In PbSO4, the oxidation number of oxygen (O) is -2, and since there are four oxygen atoms in PbSO4, the total oxidation number contribution from oxygen is -8.
The overall charge of the molecule is zero because there are no charges specified.
Let's assign the oxidation number of Pb in PbSO4 as y.
The equation becomes:
y + (-8) = 0
Simplifying the equation:
y - 8 = 0
Adding 8 to both sides:
y = 8
Therefore, in PbSO4, the oxidation number of lead (Pb) is +8.
To find the change in the oxidation number of Pb, we subtract the initial oxidation number from the final oxidation number:
Change in oxidation number of Pb = Final oxidation number - Initial oxidation number
Change in oxidation number of Pb = +8 - +4
Change in oxidation number of Pb = +4
So, the oxidation number for lead (Pb) increases by 4 in this reaction.
To determine how the oxidation number for lead (Pb) changes in the given equation, we can look at the oxidation states of Pb in both the reactants and the products.
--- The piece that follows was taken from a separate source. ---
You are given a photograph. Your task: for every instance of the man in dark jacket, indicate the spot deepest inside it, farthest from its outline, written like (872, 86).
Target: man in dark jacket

In the reactant PbO2, the oxygen (O) has a -2 oxidation state. Since the overall charge of PbO2 is 0, the oxidation state of Pb must be +4 to balance out the -2 charge from each oxygen.
In the product PbSO4, the sulfur (S) has an oxidation state of +6, and the oxygen (O) has an oxidation state of -2. Again, the overall charge of PbSO4 is 0. So, to balance out the charges, the oxidation state of Pb in PbSO4 must be +2.
Therefore, in the given equation, the oxidation state of lead (Pb) changes from +4 to +2.